With her back hunched as a crumpled sheet of paper, her name, age and a thousand other letters carved on her round face, the ticket collector stares at the blurriness of her eyes: a perfect identity card, passes a faint, nearly invisible smile and then moves away, near a couple with an over-zealous toddler sucking the nipple of his milk bottle, and babbling occasional “Amma, Appu”, which fades away in the bustle of the tires, his mother, dressed in her khaki-kurta probably watching dunes fall back
into little grains of sand on her cheeks,
his dad, pretending to read a book, while rubbing his son`s back.
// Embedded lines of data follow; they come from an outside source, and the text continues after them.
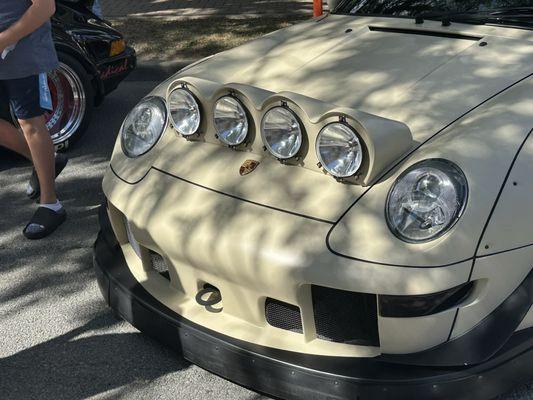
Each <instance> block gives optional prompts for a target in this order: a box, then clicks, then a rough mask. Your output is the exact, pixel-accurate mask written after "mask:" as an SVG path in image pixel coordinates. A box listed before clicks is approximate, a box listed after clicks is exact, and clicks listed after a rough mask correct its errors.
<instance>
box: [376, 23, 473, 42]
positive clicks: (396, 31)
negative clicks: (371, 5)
mask: <svg viewBox="0 0 533 400" xmlns="http://www.w3.org/2000/svg"><path fill="white" fill-rule="evenodd" d="M368 29H370V30H371V31H375V32H391V33H401V34H407V35H419V36H434V37H445V38H450V39H461V40H471V41H473V42H477V41H479V40H481V39H483V37H482V36H472V35H463V34H461V33H455V32H444V31H427V30H421V29H408V28H407V29H406V28H388V27H382V26H369V27H368Z"/></svg>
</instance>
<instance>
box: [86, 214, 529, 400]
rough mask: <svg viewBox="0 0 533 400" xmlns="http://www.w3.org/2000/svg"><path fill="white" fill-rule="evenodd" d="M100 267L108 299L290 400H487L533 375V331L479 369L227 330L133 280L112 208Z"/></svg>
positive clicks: (103, 289) (495, 395)
mask: <svg viewBox="0 0 533 400" xmlns="http://www.w3.org/2000/svg"><path fill="white" fill-rule="evenodd" d="M100 226H101V231H100V233H99V235H98V238H97V240H96V243H95V246H94V266H95V270H96V275H97V279H98V283H99V286H100V289H101V291H102V295H103V296H104V298H105V300H106V302H107V304H108V305H109V306H110V307H111V308H113V309H114V310H115V311H116V312H117V313H118V314H119V315H120V316H121V317H122V318H124V319H125V320H127V321H128V322H130V323H131V324H132V325H134V326H135V327H136V328H138V329H139V330H141V331H143V332H145V333H147V334H148V335H150V336H152V337H154V338H155V339H157V340H159V341H161V342H163V343H165V344H167V345H168V346H170V347H172V348H173V349H175V350H177V351H179V352H180V353H181V354H182V355H183V357H184V358H186V359H187V360H189V361H190V362H192V363H194V364H196V365H198V366H200V367H202V368H204V369H206V370H208V371H211V372H213V373H215V374H217V375H220V376H222V377H224V378H226V379H229V380H231V381H233V382H236V383H238V384H240V385H243V386H246V387H250V388H253V389H254V390H256V391H258V392H263V393H266V394H269V395H272V396H276V397H280V398H284V399H365V398H372V399H381V398H386V399H392V398H394V399H412V398H435V399H437V398H438V399H443V398H454V399H487V398H492V397H494V396H496V395H497V394H499V393H502V392H504V391H506V390H509V389H510V388H512V387H514V386H516V385H517V384H518V383H520V382H527V381H528V380H531V379H533V335H532V332H531V329H526V330H523V331H519V332H517V333H515V334H514V335H513V336H512V337H511V339H510V340H509V341H508V342H507V344H506V345H505V346H504V347H503V348H502V349H501V350H500V351H499V352H498V353H497V354H495V355H494V356H493V357H491V358H490V359H489V360H488V361H486V362H484V363H482V364H478V365H475V366H467V367H464V368H458V367H431V368H428V367H421V366H415V365H403V364H401V363H390V362H386V361H383V360H381V359H379V358H346V357H328V356H314V355H308V354H301V353H296V352H291V351H285V350H279V349H272V348H268V347H263V346H258V345H255V344H253V343H249V342H244V341H240V340H237V339H233V338H230V337H228V336H225V335H221V334H219V333H217V332H215V331H212V330H208V329H206V328H204V327H202V326H200V325H198V324H195V323H193V322H191V321H189V320H187V319H185V318H183V317H182V316H180V315H179V314H177V313H176V312H174V311H172V310H170V309H169V308H167V307H166V306H165V305H163V304H162V303H161V302H159V301H158V300H157V299H155V298H154V297H153V296H152V295H150V294H149V293H148V292H147V291H146V290H145V289H144V288H143V286H142V285H141V284H140V283H139V282H138V281H137V280H136V279H135V278H134V276H133V275H132V273H131V272H130V270H129V268H128V267H127V266H126V261H125V258H124V255H123V253H122V251H121V248H120V246H119V244H118V241H117V239H116V237H115V234H114V233H113V229H112V227H111V224H110V221H109V219H108V215H107V211H106V209H105V207H102V208H101V210H100Z"/></svg>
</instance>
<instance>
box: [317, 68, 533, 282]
mask: <svg viewBox="0 0 533 400" xmlns="http://www.w3.org/2000/svg"><path fill="white" fill-rule="evenodd" d="M532 76H533V73H531V74H529V75H526V76H525V77H523V78H522V79H519V80H517V81H516V82H514V83H513V84H511V85H509V86H507V87H506V88H504V89H502V90H500V91H499V92H497V93H495V94H493V95H492V96H490V97H488V98H487V99H485V100H484V101H482V102H481V103H479V104H478V105H476V106H475V107H472V108H471V109H469V110H468V111H466V112H465V113H463V114H462V115H460V116H459V117H457V118H456V119H455V120H453V121H451V122H450V123H449V124H447V125H446V126H444V127H443V128H441V129H440V130H439V131H437V132H436V133H434V134H433V135H431V136H430V137H429V138H427V139H426V140H425V141H423V142H421V143H420V144H419V145H418V146H416V147H415V148H414V149H412V150H411V151H410V152H409V153H407V154H406V155H404V156H403V157H402V158H400V159H399V160H398V161H397V162H396V163H394V164H393V165H392V166H391V167H390V168H389V169H387V170H386V171H384V172H383V173H382V174H381V175H379V176H378V177H377V179H376V182H379V181H380V180H381V179H383V177H385V176H387V175H388V174H390V173H391V172H392V171H394V170H395V169H396V168H397V167H398V166H399V165H401V164H402V163H403V162H404V161H405V160H407V159H408V158H409V157H410V156H411V155H412V154H414V153H415V152H416V151H418V150H419V149H420V148H421V147H422V146H424V145H425V144H426V143H428V142H430V141H431V140H433V139H434V138H435V137H436V136H437V135H439V134H440V133H441V132H443V131H445V130H446V129H448V128H449V127H450V126H452V125H453V124H455V123H456V122H458V121H460V120H461V119H463V118H464V117H466V116H467V115H468V114H470V113H471V112H473V111H475V110H477V109H478V108H480V107H481V106H483V105H484V104H486V103H488V102H489V101H491V100H492V99H494V98H495V97H497V96H499V95H500V94H502V93H504V92H506V91H507V90H509V89H511V88H512V87H514V86H516V85H518V84H520V83H521V82H524V81H525V80H527V79H529V78H531V77H532ZM524 143H525V142H524ZM373 187H374V185H372V186H370V187H368V188H367V190H365V191H364V192H363V194H362V195H361V196H359V197H358V198H357V199H355V201H354V202H353V203H352V204H351V205H350V207H348V208H347V209H346V211H344V212H343V213H342V214H341V216H340V217H339V218H338V219H337V221H335V223H334V224H333V226H332V227H331V228H330V230H329V232H328V234H327V235H326V246H327V248H328V250H329V251H330V252H331V253H333V254H335V255H337V256H339V257H344V258H347V259H349V260H354V261H361V262H366V263H369V264H375V265H385V266H389V267H403V268H441V267H449V266H452V265H457V264H461V263H463V262H467V261H470V260H474V259H475V254H476V252H475V253H474V256H472V257H469V258H467V259H464V260H459V261H455V262H451V263H448V264H443V265H427V266H413V265H401V264H391V263H390V264H389V263H381V262H378V261H371V260H365V259H362V258H357V257H353V256H349V255H347V254H342V253H340V252H338V251H336V250H334V249H333V248H332V247H331V245H330V243H329V238H330V236H331V233H332V232H333V230H334V229H335V228H336V226H337V225H338V224H339V223H340V221H342V219H343V218H344V217H345V216H346V214H348V213H349V212H350V210H351V209H352V208H353V207H354V206H355V205H356V204H357V203H358V202H359V201H361V199H362V198H363V197H364V196H365V195H366V194H367V193H368V192H369V191H370V190H372V188H373ZM472 268H473V266H472V267H471V270H472ZM469 280H470V279H469Z"/></svg>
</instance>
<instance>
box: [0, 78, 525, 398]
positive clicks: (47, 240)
mask: <svg viewBox="0 0 533 400" xmlns="http://www.w3.org/2000/svg"><path fill="white" fill-rule="evenodd" d="M135 76H136V77H137V78H138V79H140V81H128V82H125V83H124V84H123V85H122V86H121V87H120V88H119V90H118V91H117V92H115V93H113V94H112V95H111V96H110V97H109V98H108V99H107V100H106V101H105V103H104V105H103V107H102V108H100V109H99V110H98V111H97V113H96V115H95V118H94V120H93V122H92V124H91V126H90V129H89V132H88V133H87V135H86V136H85V137H84V138H83V139H82V140H81V142H80V143H79V144H78V145H77V146H76V147H75V148H74V149H72V151H71V152H70V157H71V162H70V165H69V166H68V167H67V169H66V170H65V172H64V174H63V175H62V176H61V177H60V179H59V181H58V188H59V195H60V197H61V199H62V201H63V202H64V204H65V205H66V207H67V210H68V212H69V221H68V222H67V223H66V224H65V225H64V226H62V227H61V228H60V229H59V231H58V232H56V233H55V234H54V235H53V236H52V237H51V238H48V239H45V240H42V241H39V242H29V241H26V240H24V239H23V236H22V234H21V229H22V224H23V223H24V222H25V221H26V220H28V219H29V218H30V216H31V214H32V212H33V210H34V207H35V205H34V204H31V203H30V202H29V201H28V200H27V199H26V197H25V196H24V189H25V183H26V181H27V178H28V177H29V173H30V169H29V166H28V165H27V164H26V163H25V162H23V161H22V160H20V159H18V158H16V157H14V156H11V155H5V153H2V154H1V155H0V182H1V186H2V187H1V189H0V204H1V218H0V224H1V225H0V229H1V235H0V398H1V399H3V400H11V399H16V400H21V399H22V400H25V399H53V400H61V399H68V400H77V399H172V400H174V399H182V400H196V399H198V400H205V399H217V400H220V399H227V400H260V399H266V398H265V397H262V396H260V395H258V394H256V393H253V392H251V391H248V390H246V389H243V388H241V387H238V386H236V385H234V384H231V383H229V382H227V381H225V380H223V379H220V378H218V377H216V376H214V375H212V374H210V373H208V372H206V371H203V370H201V369H199V368H197V367H195V366H192V365H190V364H189V363H187V362H186V361H185V360H183V358H181V357H180V356H179V355H176V354H174V353H172V352H170V351H169V350H168V349H166V348H164V347H162V346H160V345H158V344H157V343H155V342H154V341H152V340H151V339H149V338H147V337H145V336H143V335H142V334H140V333H139V332H138V331H137V330H135V329H134V328H132V327H131V326H129V325H128V324H126V323H124V322H121V321H119V320H117V319H116V318H115V317H114V315H113V313H112V312H111V311H110V310H108V309H107V308H106V306H105V305H104V303H103V301H102V299H101V296H100V293H99V291H98V288H97V284H96V281H95V277H94V274H93V271H92V258H91V257H92V256H91V246H92V243H93V241H94V238H95V234H96V231H97V223H96V210H97V207H98V205H99V204H100V202H101V201H102V199H103V195H102V193H101V189H100V181H101V178H102V175H103V173H104V170H105V168H106V166H107V162H108V159H109V156H110V154H111V150H112V146H113V143H114V140H115V135H116V132H117V131H118V128H119V126H120V124H121V122H122V119H123V117H124V116H125V115H126V113H127V112H128V111H129V109H130V108H131V107H132V106H133V105H134V104H135V103H136V102H137V100H138V99H140V98H141V97H142V96H143V95H144V94H146V93H148V92H149V91H150V89H151V88H152V87H154V86H155V85H156V83H157V82H155V81H144V80H143V79H144V78H145V77H144V76H141V75H140V74H136V75H135ZM511 399H512V400H532V399H533V386H530V387H529V388H527V387H524V388H521V389H519V390H518V391H517V392H515V393H513V394H511V395H508V396H506V397H505V400H511Z"/></svg>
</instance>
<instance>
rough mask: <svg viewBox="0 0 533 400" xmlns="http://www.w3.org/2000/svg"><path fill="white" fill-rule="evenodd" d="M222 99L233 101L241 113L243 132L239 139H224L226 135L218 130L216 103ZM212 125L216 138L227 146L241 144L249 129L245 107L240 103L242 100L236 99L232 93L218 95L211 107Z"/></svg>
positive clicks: (243, 139) (217, 104)
mask: <svg viewBox="0 0 533 400" xmlns="http://www.w3.org/2000/svg"><path fill="white" fill-rule="evenodd" d="M223 100H229V101H230V102H233V103H234V105H236V106H237V108H238V110H239V111H240V112H241V113H242V117H243V119H244V128H243V131H244V134H243V135H242V137H241V138H239V140H237V141H236V142H230V141H228V140H227V139H226V136H224V135H222V134H221V133H220V130H219V128H218V126H217V118H216V113H217V105H218V104H219V103H220V102H221V101H223ZM213 126H214V127H215V133H216V136H217V139H218V140H220V141H221V142H222V143H224V144H225V145H227V146H232V147H233V146H239V145H241V144H243V143H244V142H245V141H246V139H247V138H248V134H249V129H250V121H249V119H248V113H247V111H246V108H245V107H244V105H243V104H242V102H241V101H240V100H239V99H237V98H236V97H234V96H232V95H229V94H228V95H225V96H222V97H220V98H219V99H218V100H217V101H216V102H215V105H214V107H213Z"/></svg>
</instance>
Upon his arrival, they sit befuddled as an unhinged door, she vigorously searches her handbag, he lays hands on his narrow pockets, nothing, mere lumps of rock tanked like an empty silo, outside their window, inside their throats. They unzip their luggage , bags shut open like their mute mouths, clothes heaped over -another like buried, unspoken words “It will be fine, we’ll be fine, you’ll be just be a video-call, just a few semesters, probably then a 9-5 job away.”
They check over his little pockets, the little fingers, those curly hairs, the bottled milk, nothing. mere ghost spaces and bones intertwined into one. The TTE mumbles and moves away with a slight hand gesture, rather a sympathetic nod read as” Its okay, I understand, anyways.”
It doesn’t matter if the engine whistles or silently drags itself with a thousand bodies floating through time and space, when those fluorescent lights are already shut, the pastel blue curtains drawn and that bottled milk spilt on the floor.